Günümüz modern toplumlarının hızlı teknik, sınai, zirai ve ticari büyüme, değişim ve gelişimlerine paralel olarak, karşılaşılan sorunlarda aynı ölçüde artmakta, değişmekte ve karmaşık hale gelmektedir. Soruna taraf olan birey veyahut kurum ve kuruluşların meseleyi çözebilmek uğruna yargı makamlarına başvurmaları, iş yoğunluğu altında hantallaşan yargı mekanizmalarını işlevsiz kılmakta, bu da tarafların menfaat dengesi ekseninde bireysel ve kamusal adaletin tecelli etmesine engel teşkil etmektedir.
İşte bu sebeple uyuşmazlıkların yargı dışı metotlar ile daha hızlı, ucuz ve rahat erişilebilir şekilde çözülmesinin hedeflendiği, alternatif bir uyuşmazlık çözüm yolu olan arabuluculuk, tüm dünya toplumları için problem çözümünde önemli bir mihenk taşı haline gelmiştir. Özellikle AB ekseninde kendisine öteden beri uygulama sahası oluşturan bu kavram, daha evvel mevzuatımızda benzeri uygulamalara yer verilmiş olmakla birlikte, kurumsal olarak hukuk dünyamıza adımını yeni atmıştır.
Çalışma asıl itibarı ile arabuluculuk kavramının AB mevzuatı ve Türk hukukundaki uygulama biçimlerini kapsamakta olup; çalışmada arabuluculuk, asıl gayesi kavramın mukayeseli bir perspektifle değerlendirmesine yardımcı olmak adına inceleme konusu yapılmıştır.
Bu vesileyle, maddi ve manevi olarak her daim yanımda olan annem Hatice Sevim, babam İrfan Sevim ve kardeşim Pınar Sevim’e, desteğini hiçbir zaman esirgemeyen eşim ve hayat arkadaşım Nimet Özkaya Sevim'e, dinamizmiyle çalışmama katkı sunan biricik oğlum Yağız Alp Sevim ile ailemize yeni katılan biricik kızım Ecem Sevim’e ve kitabın basımında emeği geçen Adalet Yayınevi çalışanlarına çok teşekkür ederim.

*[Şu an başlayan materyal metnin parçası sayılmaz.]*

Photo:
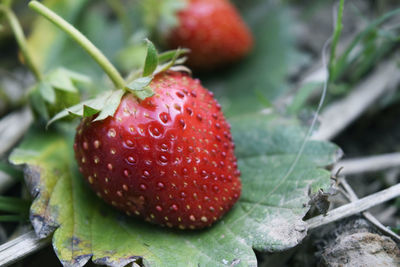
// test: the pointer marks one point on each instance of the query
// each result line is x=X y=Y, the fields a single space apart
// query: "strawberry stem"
x=89 y=47
x=21 y=40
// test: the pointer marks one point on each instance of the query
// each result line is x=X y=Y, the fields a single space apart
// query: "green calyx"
x=107 y=103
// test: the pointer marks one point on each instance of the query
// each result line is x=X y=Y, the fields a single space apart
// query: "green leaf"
x=151 y=61
x=47 y=92
x=14 y=205
x=302 y=95
x=140 y=87
x=160 y=16
x=37 y=102
x=268 y=216
x=63 y=79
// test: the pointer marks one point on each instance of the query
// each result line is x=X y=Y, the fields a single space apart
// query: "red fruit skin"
x=168 y=159
x=213 y=31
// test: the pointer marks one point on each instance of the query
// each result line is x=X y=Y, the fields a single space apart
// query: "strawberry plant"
x=159 y=147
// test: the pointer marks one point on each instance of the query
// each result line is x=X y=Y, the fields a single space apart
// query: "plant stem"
x=20 y=37
x=335 y=40
x=92 y=50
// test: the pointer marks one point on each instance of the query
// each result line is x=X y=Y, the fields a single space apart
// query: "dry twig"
x=340 y=114
x=20 y=247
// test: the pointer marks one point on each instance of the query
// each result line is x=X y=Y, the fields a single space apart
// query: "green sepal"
x=106 y=104
x=64 y=79
x=161 y=16
x=151 y=60
x=38 y=104
x=47 y=92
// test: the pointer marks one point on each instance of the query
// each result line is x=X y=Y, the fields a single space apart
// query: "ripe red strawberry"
x=213 y=31
x=168 y=159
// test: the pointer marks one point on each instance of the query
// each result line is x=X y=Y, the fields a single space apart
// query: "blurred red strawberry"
x=213 y=31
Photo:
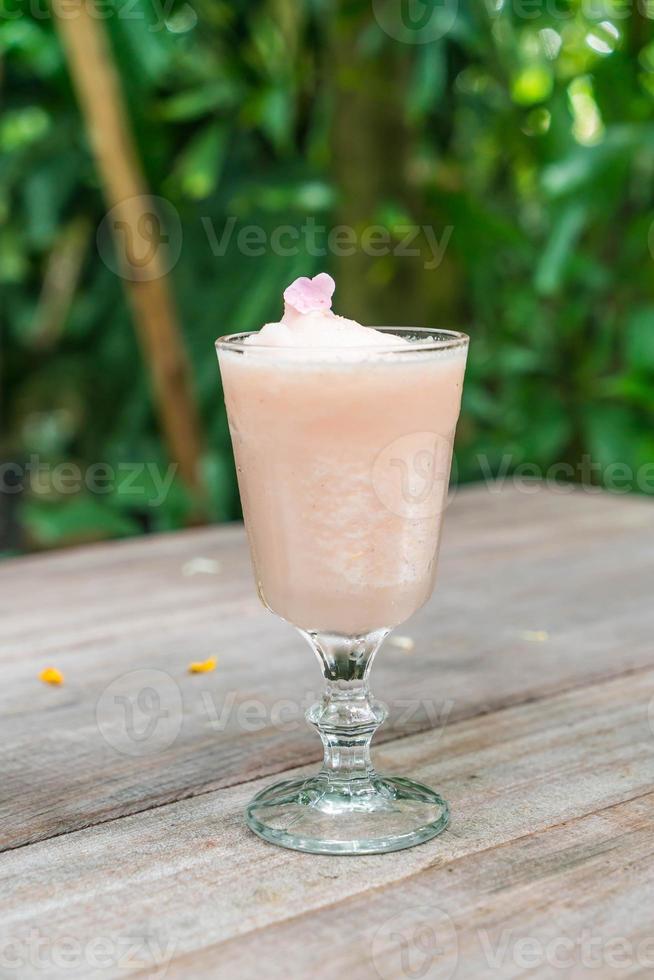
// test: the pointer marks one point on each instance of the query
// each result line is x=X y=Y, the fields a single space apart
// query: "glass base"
x=326 y=816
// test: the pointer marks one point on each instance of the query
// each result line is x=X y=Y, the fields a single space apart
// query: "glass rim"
x=434 y=339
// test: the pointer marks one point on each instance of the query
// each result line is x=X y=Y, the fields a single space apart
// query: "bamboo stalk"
x=98 y=89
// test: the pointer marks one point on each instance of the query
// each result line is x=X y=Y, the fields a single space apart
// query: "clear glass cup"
x=343 y=459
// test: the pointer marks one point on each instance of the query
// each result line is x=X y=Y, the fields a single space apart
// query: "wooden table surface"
x=522 y=692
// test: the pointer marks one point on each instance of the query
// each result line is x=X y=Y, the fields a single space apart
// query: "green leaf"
x=82 y=518
x=201 y=163
x=551 y=269
x=639 y=339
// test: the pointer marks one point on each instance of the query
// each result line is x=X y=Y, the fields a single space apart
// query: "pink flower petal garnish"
x=305 y=295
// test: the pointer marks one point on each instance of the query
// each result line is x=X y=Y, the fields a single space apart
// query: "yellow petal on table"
x=50 y=675
x=202 y=666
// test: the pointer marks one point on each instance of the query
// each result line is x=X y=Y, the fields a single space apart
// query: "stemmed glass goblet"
x=343 y=460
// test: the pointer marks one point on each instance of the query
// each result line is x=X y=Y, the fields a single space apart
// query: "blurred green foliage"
x=527 y=128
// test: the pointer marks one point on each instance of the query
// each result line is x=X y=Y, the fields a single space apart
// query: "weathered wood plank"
x=189 y=877
x=573 y=901
x=496 y=633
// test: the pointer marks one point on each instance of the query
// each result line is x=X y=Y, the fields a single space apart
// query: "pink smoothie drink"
x=342 y=436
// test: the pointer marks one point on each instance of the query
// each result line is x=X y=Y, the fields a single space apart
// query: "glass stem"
x=347 y=716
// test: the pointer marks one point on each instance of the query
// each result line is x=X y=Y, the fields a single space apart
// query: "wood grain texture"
x=551 y=835
x=538 y=593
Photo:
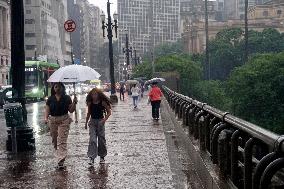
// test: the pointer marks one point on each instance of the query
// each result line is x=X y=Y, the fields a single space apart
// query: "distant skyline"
x=103 y=5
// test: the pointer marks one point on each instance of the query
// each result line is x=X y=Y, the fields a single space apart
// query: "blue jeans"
x=135 y=100
x=97 y=142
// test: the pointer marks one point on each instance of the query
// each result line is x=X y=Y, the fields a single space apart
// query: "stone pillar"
x=1 y=28
x=5 y=29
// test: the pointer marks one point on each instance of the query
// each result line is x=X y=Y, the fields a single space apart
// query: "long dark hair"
x=63 y=90
x=101 y=95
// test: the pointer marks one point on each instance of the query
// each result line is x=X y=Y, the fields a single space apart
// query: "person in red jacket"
x=155 y=95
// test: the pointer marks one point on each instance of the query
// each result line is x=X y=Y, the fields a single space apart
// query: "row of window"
x=44 y=4
x=4 y=62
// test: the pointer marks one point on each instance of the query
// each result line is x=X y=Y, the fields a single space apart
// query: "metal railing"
x=246 y=154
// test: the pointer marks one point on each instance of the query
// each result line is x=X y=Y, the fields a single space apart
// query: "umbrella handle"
x=76 y=115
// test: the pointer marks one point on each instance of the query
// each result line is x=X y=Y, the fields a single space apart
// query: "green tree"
x=227 y=49
x=256 y=90
x=225 y=53
x=143 y=70
x=190 y=72
x=213 y=93
x=164 y=49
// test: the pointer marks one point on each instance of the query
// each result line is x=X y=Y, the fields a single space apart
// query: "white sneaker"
x=91 y=162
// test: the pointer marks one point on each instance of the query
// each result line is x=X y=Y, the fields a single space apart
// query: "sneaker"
x=91 y=162
x=102 y=160
x=60 y=166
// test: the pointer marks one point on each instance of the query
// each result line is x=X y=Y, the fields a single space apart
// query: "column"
x=5 y=29
x=1 y=28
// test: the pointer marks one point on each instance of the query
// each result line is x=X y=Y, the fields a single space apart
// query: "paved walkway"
x=138 y=156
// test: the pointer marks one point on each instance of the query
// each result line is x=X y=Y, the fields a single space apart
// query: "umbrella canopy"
x=132 y=82
x=73 y=74
x=155 y=80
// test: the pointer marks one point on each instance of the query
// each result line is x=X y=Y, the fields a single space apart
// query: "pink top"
x=155 y=94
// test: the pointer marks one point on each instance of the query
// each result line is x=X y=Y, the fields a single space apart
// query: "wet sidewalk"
x=140 y=155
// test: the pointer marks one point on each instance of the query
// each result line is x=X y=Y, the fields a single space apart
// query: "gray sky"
x=103 y=5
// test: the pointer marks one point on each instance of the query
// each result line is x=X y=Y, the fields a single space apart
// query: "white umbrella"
x=155 y=80
x=73 y=74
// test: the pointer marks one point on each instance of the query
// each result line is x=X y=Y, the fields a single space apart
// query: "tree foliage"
x=190 y=72
x=256 y=90
x=213 y=93
x=227 y=49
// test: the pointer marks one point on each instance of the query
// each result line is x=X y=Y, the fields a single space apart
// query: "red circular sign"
x=70 y=25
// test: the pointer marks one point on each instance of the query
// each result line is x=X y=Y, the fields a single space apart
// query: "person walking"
x=142 y=90
x=155 y=95
x=121 y=91
x=56 y=116
x=135 y=94
x=99 y=109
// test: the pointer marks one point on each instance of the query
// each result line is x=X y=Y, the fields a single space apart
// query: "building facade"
x=5 y=44
x=148 y=23
x=89 y=38
x=192 y=11
x=273 y=10
x=45 y=37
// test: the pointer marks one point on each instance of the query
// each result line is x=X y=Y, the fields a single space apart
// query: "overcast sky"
x=103 y=5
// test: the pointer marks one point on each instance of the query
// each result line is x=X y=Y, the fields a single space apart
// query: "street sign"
x=70 y=25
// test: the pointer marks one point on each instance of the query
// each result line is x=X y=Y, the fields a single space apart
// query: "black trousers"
x=156 y=108
x=121 y=94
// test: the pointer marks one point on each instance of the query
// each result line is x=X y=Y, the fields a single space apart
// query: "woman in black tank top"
x=99 y=109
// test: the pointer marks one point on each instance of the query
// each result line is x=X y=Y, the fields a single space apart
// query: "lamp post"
x=35 y=58
x=127 y=50
x=207 y=63
x=136 y=59
x=246 y=30
x=110 y=26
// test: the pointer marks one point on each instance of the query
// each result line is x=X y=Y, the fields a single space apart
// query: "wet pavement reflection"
x=137 y=153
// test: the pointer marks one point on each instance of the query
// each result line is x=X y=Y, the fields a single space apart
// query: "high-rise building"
x=148 y=23
x=89 y=38
x=5 y=45
x=45 y=37
x=227 y=9
x=251 y=3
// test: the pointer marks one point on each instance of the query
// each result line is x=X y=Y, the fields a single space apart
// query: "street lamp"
x=110 y=26
x=127 y=50
x=35 y=58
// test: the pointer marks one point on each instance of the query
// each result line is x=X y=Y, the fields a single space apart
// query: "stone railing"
x=247 y=155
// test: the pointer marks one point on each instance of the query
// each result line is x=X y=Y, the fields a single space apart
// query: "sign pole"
x=70 y=26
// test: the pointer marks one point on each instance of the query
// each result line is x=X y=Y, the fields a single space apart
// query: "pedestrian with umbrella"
x=99 y=110
x=56 y=115
x=155 y=95
x=59 y=104
x=135 y=91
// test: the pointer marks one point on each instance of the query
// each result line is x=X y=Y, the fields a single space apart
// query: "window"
x=30 y=47
x=265 y=13
x=29 y=34
x=29 y=21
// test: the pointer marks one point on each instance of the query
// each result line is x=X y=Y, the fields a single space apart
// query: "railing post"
x=234 y=157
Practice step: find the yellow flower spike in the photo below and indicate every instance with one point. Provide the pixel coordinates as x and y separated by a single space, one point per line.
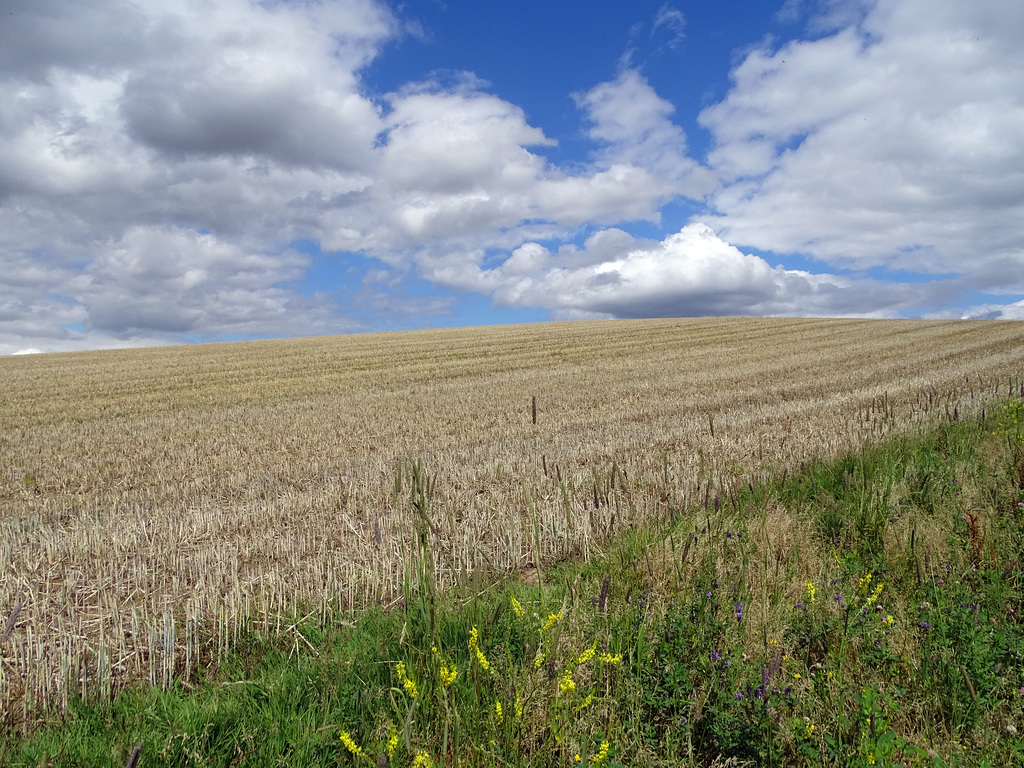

Ayrıca kitabın yazım aşamasında milletçe yaşadığımız elim hadiselerin her daim üstesinden geleceğimiz inancını taşıyarak, milli ve manevi birliğe her zamandakinden daha fazla ihtiyaç duyduğumuz bu zor zamanlarda; söz konusu vatan ise gerisi teferruattır düsturu ile Türkiye Cumhuriyeti Devleti’nin kurucusu Mustafa Kemal ATATÜRK ile şanlı al bayrağımızın dalgalanması için canlarını feda etmekten çekinmeyen aziz şehitlerimize, bu uğurda büyük fedakârlıklarla mücadele etmiş tüm gazilerimize ve güvenlik güçlerimize, ferdi olmaktan gurur duyduğum eşsiz ülkeme; gücünü zâlime boyun eğmez cesaretinden, sarsılmaz birlik ve beraberliğinden, sinesindeki köklü tarihinden ve Hakk’a koşulsuz teslimiyetinden alan aziz Türk Milletinin bir evladı olarak teşekkürü bir borç bilirim.